All that is needed to continue making even greater progress, he suggests, is to do more to train and arm Iraqi forces, to coordinate more closely with them, and to loosen restrictive rules of engagement that limit American airpower from being used to its fullest.

I hope he is right, but I am skeptical. His analysis is focused almost entirely at the tactical level, which is where most U.S. military commanders are most comfortable. There is always a tendency in our military to think that if they could just bring in this or that unit, add this or that weapons system to the fight, the result would a complete transformation of the battlefield. This analysis ignores the larger political context which is actually more important than the tactical picture from the battlefield.

Remember that in 2006 the U.S. military had some 150,000 troops in Iraq and relaxed rules of engagement that allowed us to use the full firepower at our disposal, and yet much of the Sunni area was in the hands of al-Qaeda in Iraq while most of the Shiite area was controlled by Iranian-backed militias such as the Mahdist Army. The “surge” transformed the situation by changing tactics but also, crucially, by figuring out how to flip Sunnis from being supporters of AQI to its adversaries. The situation was quickly transformed because the Sunnis suddenly joined in fighting for the government of Iraq.

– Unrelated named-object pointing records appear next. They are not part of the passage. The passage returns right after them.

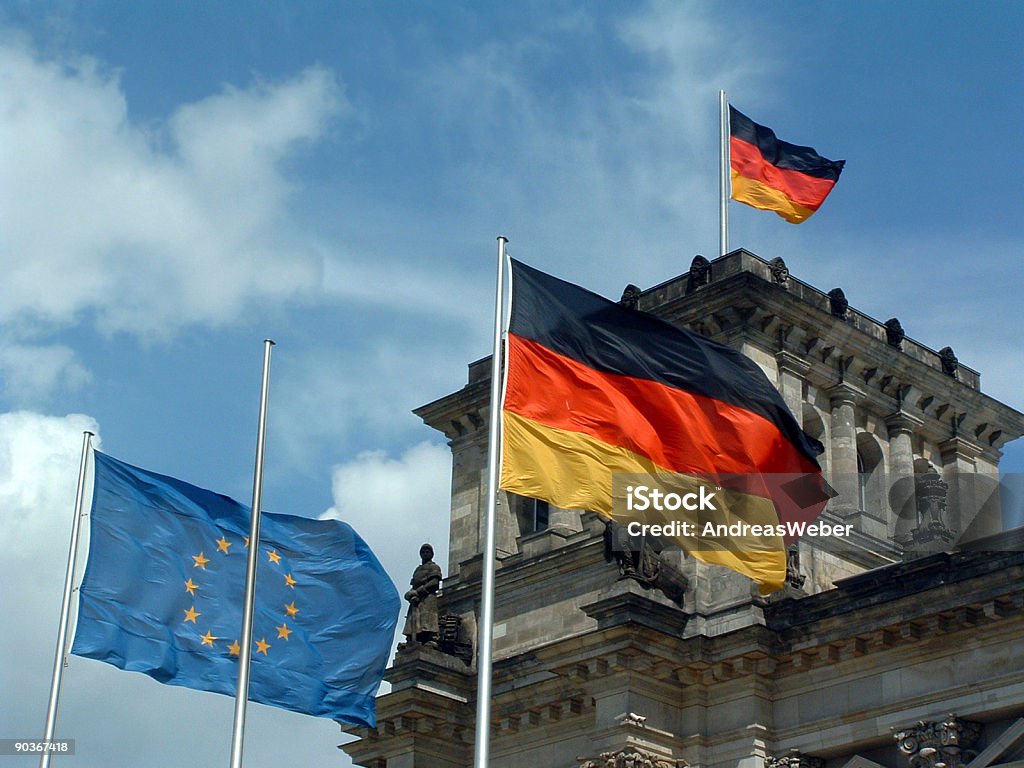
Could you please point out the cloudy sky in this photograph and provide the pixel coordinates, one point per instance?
(180, 180)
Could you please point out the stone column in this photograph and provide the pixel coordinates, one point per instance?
(843, 450)
(963, 503)
(792, 371)
(901, 479)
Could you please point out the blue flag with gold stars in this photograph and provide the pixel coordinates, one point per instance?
(165, 583)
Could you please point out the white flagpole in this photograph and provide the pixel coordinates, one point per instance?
(482, 745)
(245, 652)
(723, 182)
(60, 654)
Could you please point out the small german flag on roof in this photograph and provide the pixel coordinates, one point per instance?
(775, 175)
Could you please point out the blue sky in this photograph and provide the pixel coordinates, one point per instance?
(180, 180)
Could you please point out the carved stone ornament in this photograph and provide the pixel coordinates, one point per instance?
(894, 333)
(639, 558)
(631, 297)
(930, 492)
(793, 576)
(949, 363)
(421, 622)
(699, 272)
(779, 271)
(838, 304)
(630, 758)
(939, 743)
(794, 759)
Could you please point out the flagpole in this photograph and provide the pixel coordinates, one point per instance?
(59, 655)
(245, 652)
(482, 744)
(723, 174)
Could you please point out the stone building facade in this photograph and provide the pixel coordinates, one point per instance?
(902, 648)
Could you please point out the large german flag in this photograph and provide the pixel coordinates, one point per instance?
(775, 175)
(595, 389)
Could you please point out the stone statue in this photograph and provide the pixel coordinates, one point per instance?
(894, 333)
(779, 271)
(949, 363)
(631, 297)
(838, 303)
(421, 622)
(699, 272)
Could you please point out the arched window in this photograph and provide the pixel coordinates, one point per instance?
(862, 477)
(532, 514)
(870, 471)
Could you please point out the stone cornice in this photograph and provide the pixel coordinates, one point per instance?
(901, 421)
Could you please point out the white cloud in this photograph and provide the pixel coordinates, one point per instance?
(29, 374)
(39, 463)
(151, 227)
(396, 504)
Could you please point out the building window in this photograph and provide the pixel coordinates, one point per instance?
(862, 477)
(538, 513)
(531, 514)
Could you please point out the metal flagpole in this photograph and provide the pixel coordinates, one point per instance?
(723, 171)
(60, 654)
(245, 652)
(482, 745)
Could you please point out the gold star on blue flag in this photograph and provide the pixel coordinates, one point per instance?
(165, 584)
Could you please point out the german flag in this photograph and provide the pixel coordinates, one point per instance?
(595, 389)
(775, 175)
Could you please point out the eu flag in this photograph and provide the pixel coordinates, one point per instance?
(165, 584)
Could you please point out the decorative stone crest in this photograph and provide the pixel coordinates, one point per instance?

The reason that Iraq is in such dire straits now is that after the American troop pullout in 2011, the Shiite sectarians in charge of the Iraqi government alienated the Sunnis once again, driving them back into the arms of AQI’s successor organization: the Islamic State of Iraq and Syria. Today, Iraq is divided with the Kurds virtually independent, ISIS in control of Sunni areas, and Iranian-backed Shiite militias in control of Shiite areas. As long as that is the case, I remain skeptical that there will be any dramatic change in the balance of power on the ground. In fact, the Shiite-dominated Iraqi security forces and the Popular Mobilization Forces (as the Iranian-directed militias are known) are not all that interested in taking back the Sunni areas that they know they cannot hold. Sure, they’re happy to retake Bayji because it’s home to an oil refinery that can generate revenues for Baghdad. But the Iraqi forces are slow-rolling suggestions that they take back Mosul or Ramadi.

That’s not because they are physically incapable of taking back those cities from a small number of ISIS defenders, numbering only a few thousand fighters in each case. It’s because the Shiite militias see no advantage to taking those Sunni cities. In fact, as long as ISIS remains in control of those areas but is unable to advance into Baghdad or other Shiite-held areas, the status quo redounds to the advantage of Iran, which is the most important powerbroker in Iraq and which was largely absent from Knights’ analysis: The ISIS threat justifies Iran’s takeover of Shiite areas, just as the Israeli threat once justified Iran’s takeover of Lebanon and as the threat from ISIS today justifies Iran’s takeover of major portions of Syria.

We are not going to break the current stalemate by cooperating more closely with the Iraqi security forces or by sending them more equipment, as Knights suggests — that will only make the Iranians and their proxies stronger and alienate Sunnis more. The only way to change the situation is by offering the Sunnis a better deal than they currently get from ISIS. That would mean offering them a Sunni Regional Government, akin to the arrangement the Kurds have today, with their autonomy guaranteed by American security guarantees and by their own Peshmerga-style militia. Tinkering with tactics is not going to produce strategic results in Iraq or Syria.